VEGF and IBSP gene expression were shown to be higher in the PG group. Vascular endothelial growth factor (VEGF) is an angiogenic cytokine with direct action on endothelial cells, which plays a crucial role in regulating osteogenesis/angiogenesis interaction. Osteoblast-derived VEGF is essential for bone development and maintenance of bone homeostasis. Studies have shown that manipulating VEGF levels can affect bone repair because this factor is directly related to blood vessel proliferation. With the invasion of blood vessels, osteochondrocyte mesenchymal progenitor cells migrate to the repair site, where they proliferate and differentiate into either osteoblasts or chondrocytes, inducing the newly formed bone to be gradually remodeled into lamellar bone [38]. IBSP is a glycoprotein that plays a key role during the alveolar repair process due to its osteogenic property, acting in the differentiation of bone marrow precursor cells into osteoblasts [39].

A greater amount of remaining connective tissue was found in the PG group at 15 and 30 days postoperatively. This period is considered initial for the bone repair process, being consolidated after 60 days, when the amount of connective tissue in both groups was equal. This finding may be directly related to the presence of biomaterial found in the PG group at 15 days, suggesting a more prolonged action of the PDO membrane when compared to the collagen membrane. Studies show that a longer absorption time favors bone regeneration.

Despite the more significant amount of connective tissue, there was no statistical difference regarding bone formation between the PG and BG groups. Both groups achieved promising results in the 60-day evaluation period. The performance of both membranes was similar when analyzed by computed microtomography, with no statistical differences between the PG and BG groups. Considering the final amount of bone formation, it was noted that both the polydioxanone membrane (Plenum^® Guide) and the collagen membrane (Bio Gide^®) had similar behaviors, acting as barriers for non-osteogenic cells and favoring an adequate bone regeneration process.
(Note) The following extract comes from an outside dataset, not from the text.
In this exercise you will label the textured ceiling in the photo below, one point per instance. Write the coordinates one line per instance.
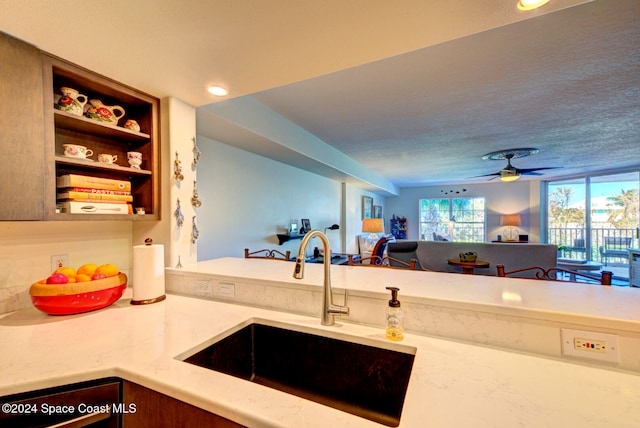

It is essential to point out that collagen or chitosan membranes have a strong immunogenic response associated with most natural polymers, complexities related to their purification, and the possibility of disease transmission [16]. Other disadvantages associated with using collagen membranes for GTR or GBR are the loss of space-maintaining ability under wet conditions [38,40], lower mechanical strength, and faster degradation [37]. These limitations, such as poor mechanical properties and rapid degradation, are associated with a decreased period of the function of such materials, resulting in increased susceptibility to infection and undesired tissue regeneration [35,41].
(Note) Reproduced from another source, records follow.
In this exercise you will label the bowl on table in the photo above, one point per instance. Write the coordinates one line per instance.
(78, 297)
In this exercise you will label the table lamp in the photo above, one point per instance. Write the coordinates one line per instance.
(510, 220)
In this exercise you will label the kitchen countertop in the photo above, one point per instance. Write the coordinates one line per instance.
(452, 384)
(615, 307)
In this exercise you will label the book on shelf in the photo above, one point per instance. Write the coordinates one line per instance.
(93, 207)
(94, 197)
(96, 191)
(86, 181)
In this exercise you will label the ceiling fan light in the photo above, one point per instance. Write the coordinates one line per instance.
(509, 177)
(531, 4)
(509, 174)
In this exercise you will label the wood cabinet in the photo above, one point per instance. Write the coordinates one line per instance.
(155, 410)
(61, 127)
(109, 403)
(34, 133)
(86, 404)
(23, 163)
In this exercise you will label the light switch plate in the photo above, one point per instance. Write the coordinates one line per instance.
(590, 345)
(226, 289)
Regarding the amount of bone graft remaining, an increase was verified in the control group, from the initial period to the 60-day period, which can be explained by the lack of weighing of the grafted material on the defects, only one instrument measured with visual inspection was used to fill the defects, which resulted in groups with more particles and groups with fewer particles of the biomaterial, but this factor did not alter the analysis of the desired results.
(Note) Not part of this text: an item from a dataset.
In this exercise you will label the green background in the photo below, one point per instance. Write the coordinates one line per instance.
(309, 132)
The excellent performance of collagen membranes for guided bone regeneration is irrefutable; however, it is of fundamental importance to develop new synthetic biomaterials to expand the possibilities in the field of guided bone regeneration since the use of biomaterials of animal origin is unfeasible. Plenum^® Guide presents all the advantages of a synthetic absorbable membrane, and the results demonstrated a performance similar to collagen membranes for GBR regarding to neoformed bone micro-architecture.

5. Conclusions

In general, both membranes promote predictable results for bone regeneration, with well-structured neoformed bone tissue, as evidenced by the micro-architecture from the micro-CT and histological analysis. Hence, PDO membranes in this experimental study presented higher expression to immunolabeling than collagen membranes, a well-known key factor in early bone tissue neoformation, demonstrating excellent performance and safety as a medical device. Furthermore, synthetic membranes can be a viable option for absorbable synthetic material for GBR applications, primarily owing to ethnic and religious issues.